What about Zino? Unwilling to settle for modest father's business, he went in search of his true destiny to Argentina. At that time it was the only state which a traveller could enter with a refugee passport. Twenty-year-old boy with a starting capital of 300 francs crossed half the world on ship to Buenos Aires. However, he stepped on board being moneyless after he had squandered his savings in Paris long before departure.

But Argentina could not retain enthusiastic Zino in one place. Having seen enough of Porteno Buenos Aires, Davidoff went to wander around the tobacco plantations in search of fresh ideas. In Argentina tobacco was not grown, so his path went to exporting countries – Brazil, Cuba. Zino managed to reach such well-known plantation as Mato Grosso, Rio Grande, Borba... Finally, Cuba bewitched Davidoff – it was unavoidable.

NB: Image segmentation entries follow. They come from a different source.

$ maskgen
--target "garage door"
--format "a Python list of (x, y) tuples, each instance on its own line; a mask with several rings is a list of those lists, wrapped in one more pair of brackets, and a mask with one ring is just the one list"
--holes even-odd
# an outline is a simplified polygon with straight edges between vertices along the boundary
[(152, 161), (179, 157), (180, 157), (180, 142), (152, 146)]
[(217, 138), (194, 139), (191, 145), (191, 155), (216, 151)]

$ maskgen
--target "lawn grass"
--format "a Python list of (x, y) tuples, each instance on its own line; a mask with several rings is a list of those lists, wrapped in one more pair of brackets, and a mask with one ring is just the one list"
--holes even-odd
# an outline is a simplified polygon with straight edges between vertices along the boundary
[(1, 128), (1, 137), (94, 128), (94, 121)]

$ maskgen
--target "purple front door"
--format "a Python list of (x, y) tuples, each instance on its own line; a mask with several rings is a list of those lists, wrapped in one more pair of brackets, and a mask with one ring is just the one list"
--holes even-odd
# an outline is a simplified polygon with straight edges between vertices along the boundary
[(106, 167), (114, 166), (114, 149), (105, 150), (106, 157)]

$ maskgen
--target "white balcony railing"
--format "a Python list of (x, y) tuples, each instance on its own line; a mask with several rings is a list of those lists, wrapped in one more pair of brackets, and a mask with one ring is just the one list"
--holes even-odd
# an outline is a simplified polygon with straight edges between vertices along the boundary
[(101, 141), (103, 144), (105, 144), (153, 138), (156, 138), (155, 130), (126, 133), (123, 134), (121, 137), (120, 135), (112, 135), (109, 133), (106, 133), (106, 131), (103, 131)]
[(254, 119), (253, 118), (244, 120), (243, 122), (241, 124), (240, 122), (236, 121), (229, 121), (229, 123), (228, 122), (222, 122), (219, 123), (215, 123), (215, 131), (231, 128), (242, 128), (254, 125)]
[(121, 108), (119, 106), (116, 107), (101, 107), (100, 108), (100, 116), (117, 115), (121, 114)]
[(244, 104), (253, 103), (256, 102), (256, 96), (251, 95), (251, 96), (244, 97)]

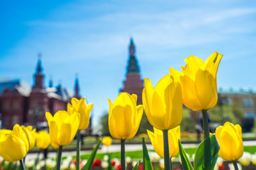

This country smoked so much, and did it so fervently that it scared even Zino who grew up in a more restrained and refined Eastern European family. As he recalled later, Cuban cigars flashed everywhere. It was a strange time for the modern person: courtesans smoked at dusk waiting for clients, the latter did not lag behind and choked with smoke running for their ladies. Cigars were burning in the windows of psychiatric hospitals – thence psychos alternately burned either them or hospital buildings. Adolescents smoked and, to the horror of moralistic Europe, their parents did the same. The reason was the era: pre-revolutionary times, when even the poor indigenous people could afford tobacco of choice. Later on due to price increase this privilege completely passed on sunburnt shoulders of visitors and tourists.

For Davidoff that period was more than crucial. Zino returned to Switzerland in 1929 and, in addition to the firm belief to start a new cigar business, brought with him a bit of an innovative Latin American temper. He was the first to design a room with special humidity for storing cigars – a humidor and look after his cigars as if they were children whom he did not have yet.

But as time passed, besides tobacco the air clearly smelled of war. On the eve of the Second World War Zino made an exclusive offer: he was ready to buy all Cuban cigars remained unsold in European warehouses. Importers were ready to give them for a pittance of 100 000 francs, main concern was that the cigars did not find their way into the hands of the Nazi. Zino couldn’t scrape up such a large sum of money without a loan, and banks kept denying him such an impressive credit, unless Zino offered as collateral "the Davidoff’s face and good name." Thus, creditors were paid off, the brand not only survived war, but also brought a cigar business to a new level – Davidoff brand launched production in cooperation with Chateau Margaux, Chateau Latour and Dom Perignon.


Davidoff cigars flew off the shelf and businessmen looked closely at the phenomenon of Davidoff company. Of course, there were failures as the tobacco business is associated with risk. The most notorious incident was "Cuban question". Quality of tobacco and cigars rolling got low – 20 000 units were burned by customs officers due to "unfortunately poor quality", but Zino did not despair and brought business to the Dominican Republic. As it turned out, Cuba was even easier to be mimicked there, but ...

But the creator disappeared. Weathered like smoke. It happened in 1994, just a few years before his brand would debut in his homeland. Yet, given how Zino guarded his offspring during his lifetime, we think he is looking after it even posthumously, sipping coffee of his own production and blowing out smoke rings... out on that cloud, can you see?